Arthur Camins, lifelong educators, knows that teachers can’t change what happens in the next few months, other than by casting their votes. But they can rebuild the foundation of our society by teaching these three things: empathy, ethics, and evidence.

He writes:

My driving force has always been a core assumption: What happens in classrooms has a significant influence on how students think and behave when they emerge into adulthood, and hence when they vote and interact with one another.

I hope students grow up to treat everyone with dignity and respect. I hope they develop the tools to make sense of the natural and social environments in which they live. I hope they develop confidence and passion to act to influence the personal, social, political circumstances around them based on human values.
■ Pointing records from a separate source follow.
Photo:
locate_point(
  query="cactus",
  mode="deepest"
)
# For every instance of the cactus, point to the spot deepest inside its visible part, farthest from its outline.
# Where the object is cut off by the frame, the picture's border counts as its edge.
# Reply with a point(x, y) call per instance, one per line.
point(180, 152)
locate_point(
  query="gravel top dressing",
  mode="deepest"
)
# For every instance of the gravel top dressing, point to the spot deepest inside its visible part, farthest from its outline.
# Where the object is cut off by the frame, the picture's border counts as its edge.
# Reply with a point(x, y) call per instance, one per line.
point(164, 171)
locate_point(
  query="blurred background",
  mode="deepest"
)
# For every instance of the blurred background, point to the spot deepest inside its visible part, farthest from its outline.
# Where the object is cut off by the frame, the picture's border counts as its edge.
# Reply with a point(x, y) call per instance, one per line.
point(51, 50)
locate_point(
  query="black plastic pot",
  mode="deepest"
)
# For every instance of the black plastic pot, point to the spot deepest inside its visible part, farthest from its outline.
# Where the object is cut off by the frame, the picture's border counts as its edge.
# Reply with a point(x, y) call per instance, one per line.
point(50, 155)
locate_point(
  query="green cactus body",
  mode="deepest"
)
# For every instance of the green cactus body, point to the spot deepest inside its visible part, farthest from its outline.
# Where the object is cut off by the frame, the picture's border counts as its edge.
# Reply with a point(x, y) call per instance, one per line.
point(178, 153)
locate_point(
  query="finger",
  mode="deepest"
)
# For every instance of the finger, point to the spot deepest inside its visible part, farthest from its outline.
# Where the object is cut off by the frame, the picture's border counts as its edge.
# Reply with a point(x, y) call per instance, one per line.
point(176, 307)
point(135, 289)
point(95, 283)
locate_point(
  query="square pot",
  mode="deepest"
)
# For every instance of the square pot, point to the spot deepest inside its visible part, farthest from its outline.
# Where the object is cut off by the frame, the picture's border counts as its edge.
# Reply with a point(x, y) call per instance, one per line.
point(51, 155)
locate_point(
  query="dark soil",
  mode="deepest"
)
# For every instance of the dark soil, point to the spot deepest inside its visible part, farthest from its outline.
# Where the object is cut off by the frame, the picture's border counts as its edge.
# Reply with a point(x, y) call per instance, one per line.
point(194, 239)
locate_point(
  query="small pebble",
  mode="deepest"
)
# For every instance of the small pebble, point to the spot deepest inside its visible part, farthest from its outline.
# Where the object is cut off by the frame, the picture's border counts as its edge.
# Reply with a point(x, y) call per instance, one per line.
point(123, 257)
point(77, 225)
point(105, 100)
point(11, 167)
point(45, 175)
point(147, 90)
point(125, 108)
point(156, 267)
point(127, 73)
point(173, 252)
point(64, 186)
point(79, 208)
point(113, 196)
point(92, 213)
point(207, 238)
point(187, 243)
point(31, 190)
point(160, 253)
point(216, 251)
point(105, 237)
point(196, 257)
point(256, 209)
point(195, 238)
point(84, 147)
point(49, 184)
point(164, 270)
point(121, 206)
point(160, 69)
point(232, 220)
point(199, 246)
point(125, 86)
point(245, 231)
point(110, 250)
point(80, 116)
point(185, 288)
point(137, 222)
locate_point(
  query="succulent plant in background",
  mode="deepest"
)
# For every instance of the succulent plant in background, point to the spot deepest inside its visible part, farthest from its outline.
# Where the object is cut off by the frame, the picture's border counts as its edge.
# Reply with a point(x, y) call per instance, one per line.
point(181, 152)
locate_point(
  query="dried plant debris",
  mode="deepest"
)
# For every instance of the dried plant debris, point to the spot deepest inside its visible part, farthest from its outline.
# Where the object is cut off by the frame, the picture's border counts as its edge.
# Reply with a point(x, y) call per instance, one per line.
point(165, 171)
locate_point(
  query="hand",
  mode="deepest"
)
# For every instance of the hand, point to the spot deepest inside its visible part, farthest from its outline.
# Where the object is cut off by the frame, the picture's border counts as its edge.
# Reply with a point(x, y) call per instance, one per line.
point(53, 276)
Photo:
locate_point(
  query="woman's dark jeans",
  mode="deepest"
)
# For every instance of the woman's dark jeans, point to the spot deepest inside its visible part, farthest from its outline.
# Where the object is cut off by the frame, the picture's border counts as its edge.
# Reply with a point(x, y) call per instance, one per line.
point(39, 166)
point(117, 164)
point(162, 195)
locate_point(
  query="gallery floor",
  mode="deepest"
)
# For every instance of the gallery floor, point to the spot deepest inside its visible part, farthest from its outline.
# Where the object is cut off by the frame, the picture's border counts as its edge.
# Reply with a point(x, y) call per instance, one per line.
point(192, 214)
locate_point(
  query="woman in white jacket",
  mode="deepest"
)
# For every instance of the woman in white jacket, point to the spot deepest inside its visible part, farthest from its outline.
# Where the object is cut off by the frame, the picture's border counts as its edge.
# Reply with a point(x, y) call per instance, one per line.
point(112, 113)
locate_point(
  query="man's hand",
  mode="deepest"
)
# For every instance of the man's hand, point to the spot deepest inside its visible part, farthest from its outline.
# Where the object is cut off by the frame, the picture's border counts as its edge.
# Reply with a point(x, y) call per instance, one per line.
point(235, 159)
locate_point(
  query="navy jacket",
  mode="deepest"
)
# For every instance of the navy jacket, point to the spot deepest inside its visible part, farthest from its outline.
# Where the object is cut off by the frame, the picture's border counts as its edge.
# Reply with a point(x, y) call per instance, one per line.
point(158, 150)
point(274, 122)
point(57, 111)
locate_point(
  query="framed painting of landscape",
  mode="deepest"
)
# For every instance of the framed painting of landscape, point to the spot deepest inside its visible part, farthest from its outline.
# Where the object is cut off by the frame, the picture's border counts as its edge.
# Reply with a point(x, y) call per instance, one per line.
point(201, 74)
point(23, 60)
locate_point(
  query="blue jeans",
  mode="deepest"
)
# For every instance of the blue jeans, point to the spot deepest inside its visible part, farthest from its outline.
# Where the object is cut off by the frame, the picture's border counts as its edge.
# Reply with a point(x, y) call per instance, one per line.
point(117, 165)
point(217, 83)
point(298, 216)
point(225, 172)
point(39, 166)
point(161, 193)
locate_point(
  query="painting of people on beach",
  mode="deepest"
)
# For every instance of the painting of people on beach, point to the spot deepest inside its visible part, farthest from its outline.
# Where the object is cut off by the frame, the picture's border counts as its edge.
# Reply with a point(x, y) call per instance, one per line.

I know I am not alone in these hopes. I know that most educators are trying. I know most Americans share these hopes. I know that many of us are frustrated and angry that our common dreams for students’ futures are being thwarted. School systems are being diverted from what matters most by persistent inequity and racism, high-stakes testing, efforts to privatize and monetize education, and most recently by pandemic disruption of in-person learning.

I know this: Despite and in response to the challenges, all of us– not just educators and parents– must demand that teaching should focus on what matters most: empathy, ethics, and evidence. Those essential foci cut across all subject areas, all grades, and whether students are engaged at home or in school. Students may lose facts, concepts may fade, and skills may wither but they, like the rest of us, remember how we were treated. In the short term, that influences how, whether, and what students learn. More important, it influences how they will see one another and act as humans for a lifetime.